A Folha relatou a alegação do ditador aos correligionários arenistas: “A atual Constituição atribuiu ao governo uma soma de poderes suficientes para enfrentar qualquer contestação ao regime, e por isso não precisamos adotar medidas excepcionais ou de exceção”.
O Globo reiterou: “O Marechal Costa e Silva declarou aos líderes que a nação pode continuar tranquila porque o governo não pensa em medidas de exceção”. Também em 4 de dezembro, o Exército divulgou nota reconhecendo que “a Câmara dos Deputados é soberana nas suas decisões”.
Bolsonaro ameaça a democracia
Dali a nove dias, quando já caíra a noite da sexta-feira 13 de dezembro, a ditadura pariu no Palácio Laranjeiras o Ato Institucional nº 5 (na véspera, a Câmara se negara a entregar a cabeça do deputado Marcito).
A novidade suspendeu a garantia de habeas corpus em casos de “crimes políticos”. Permitiu ao presidente, sem apreciação da Justiça, decretar o recesso do Congresso e das demais casas legislativas, suspender direitos políticos e cassar mandatos eletivos. Depois da quartelada de 1964, foi o movimento institucional mais truculento do poder.
Evidenciou-se que a palavra de Costa e Silva merecia tanto crédito quanto, no século vindouro, a de um presidente eleito que proclama a permanência do Ministério do Trabalho antes de extingui-lo.
No dia 14 de dezembro, foram em cana o ex-presidente Juscelino Kubitschek e o antigo governador Carlos Lacerda. JK topara votar no marechal Castello Branco na eleição farsesca, do Congresso ferido e acossado, em 9 de abril de 1964. Arauto mais ruidoso do golpe em 1º de abril, Lacerda passara à oposição.
Protagonistas da luta contra a ditadura, que se estenderia até 1985, o cardeal Paulo Evaristo Arns e o deputado Ulysses Guimarães tinham apoiado a derrubada de Jango. Bem como a Ordem dos Advogados do Brasil e o Correio da Manhã, diário que não sobreviveria ao cerco da ditadura. Muita gente aprovou o golpe porque pensava que, sem Jango, o Brasil melhoraria. Ocorreu o contrário, em matéria de democracia e condições de vida das pessoas mais vulneráveis (Castello aplicou um arrocho impiedoso).
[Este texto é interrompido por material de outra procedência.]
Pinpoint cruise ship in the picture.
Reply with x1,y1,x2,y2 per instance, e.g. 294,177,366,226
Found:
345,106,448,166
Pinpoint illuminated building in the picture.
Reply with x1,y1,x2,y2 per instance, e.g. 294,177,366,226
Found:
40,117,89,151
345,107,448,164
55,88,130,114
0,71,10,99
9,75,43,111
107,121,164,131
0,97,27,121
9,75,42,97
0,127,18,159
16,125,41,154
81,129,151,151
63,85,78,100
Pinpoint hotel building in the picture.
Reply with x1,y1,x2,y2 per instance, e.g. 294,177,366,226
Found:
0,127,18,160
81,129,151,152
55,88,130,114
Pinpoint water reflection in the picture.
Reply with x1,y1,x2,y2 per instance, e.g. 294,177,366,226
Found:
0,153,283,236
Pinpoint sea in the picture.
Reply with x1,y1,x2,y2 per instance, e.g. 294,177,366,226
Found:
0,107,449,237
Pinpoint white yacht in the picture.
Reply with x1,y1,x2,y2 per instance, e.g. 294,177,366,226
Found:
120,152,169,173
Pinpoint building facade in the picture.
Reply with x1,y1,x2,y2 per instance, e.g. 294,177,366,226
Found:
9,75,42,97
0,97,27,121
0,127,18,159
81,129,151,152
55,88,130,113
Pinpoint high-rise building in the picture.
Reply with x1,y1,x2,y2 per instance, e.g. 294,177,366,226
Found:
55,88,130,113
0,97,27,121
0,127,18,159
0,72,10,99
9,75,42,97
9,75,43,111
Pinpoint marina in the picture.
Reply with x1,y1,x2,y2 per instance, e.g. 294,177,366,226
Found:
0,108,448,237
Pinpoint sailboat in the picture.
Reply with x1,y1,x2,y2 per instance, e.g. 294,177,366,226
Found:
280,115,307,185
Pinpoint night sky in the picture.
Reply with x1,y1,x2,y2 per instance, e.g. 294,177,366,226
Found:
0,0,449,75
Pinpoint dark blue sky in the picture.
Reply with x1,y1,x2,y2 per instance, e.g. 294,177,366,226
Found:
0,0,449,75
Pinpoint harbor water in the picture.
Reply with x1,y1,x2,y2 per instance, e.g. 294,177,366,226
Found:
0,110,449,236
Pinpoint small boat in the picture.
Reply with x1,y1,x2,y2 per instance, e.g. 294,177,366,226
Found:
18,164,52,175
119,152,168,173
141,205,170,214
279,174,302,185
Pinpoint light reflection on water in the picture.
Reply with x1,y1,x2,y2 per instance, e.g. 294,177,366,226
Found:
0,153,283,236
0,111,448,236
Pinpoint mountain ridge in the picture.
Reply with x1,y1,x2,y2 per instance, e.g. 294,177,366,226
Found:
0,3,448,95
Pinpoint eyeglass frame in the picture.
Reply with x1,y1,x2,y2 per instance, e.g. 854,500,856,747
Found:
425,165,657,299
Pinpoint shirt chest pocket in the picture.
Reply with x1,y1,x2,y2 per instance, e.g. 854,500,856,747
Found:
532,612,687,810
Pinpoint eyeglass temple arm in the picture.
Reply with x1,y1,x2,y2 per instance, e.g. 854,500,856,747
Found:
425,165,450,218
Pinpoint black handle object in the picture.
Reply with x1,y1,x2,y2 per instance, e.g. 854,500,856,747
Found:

Almas bem-intencionadas festejaram a preferência dos golpistas pelo militar cearense, que seria um “legalista”, um “moderado”. Como ditador, Castello aboliu a eleição direta para presidente, todos os partidos políticos e a Constituição elaborada por representantes dos cidadãos em 1946.
Houve quem elucubrasse que o autoritarismo batera no teto, portanto Costa e Silva não o agravaria. Então 1968 chegou.
O AI-5 seria o fundo do poço repressivo, supuseram alguns. Sobreveio o crescimento da matança de oposicionistas. Um novo golpe dentro do golpe impediu o vice-presidente Pedro Aleixo de assumir após o afastamento de Costa e Silva por doença. Em 1977, o ditador Ernesto Geisel fabricou o Pacote de Abril. Entre outros liberticídios, como fechar o Congresso, criava um monstro que ganhou o apelido de senador biônico. Tal aberração seria escolhida por iluminados, sem se submeter ao sufrágio universal. Os biônicos proporcionaram maioria à Arena no Senado.
A partir de 1º de janeiro de 2019, haverá um governo dominado por nostálgicos da ditadura. A política econômica do superministro Paulo Guedes beberá nas mesmas fontes da equipe de Castello Branco comandada por Otávio Gouveia de Bulhões, ministro da Fazenda, e Roberto Campos, do Planejamento. Como selo involuntário de vínculo histórico, o economista Roberto Campos Neto, descendente de quem o nome denuncia, presidirá o Banco Central.
O Brasil de hoje, salve-salve, não é uma ditadura. O de 1968 era. Se Jair Bolsonaro impuser a plataforma que cultiva há três décadas, seu governo provocará estragos ou mesmo aniquilará a democracia.
Em 13 de dezembro de 1968, Costa e Silva e seus consortes tornaram a ditadura ainda mais cruel e antidemocrática. Cinquenta anos depois, na noite desta quinta-feira, a principal lição do AI-5 para o país de 2018 está na cara: tudo pode piorar.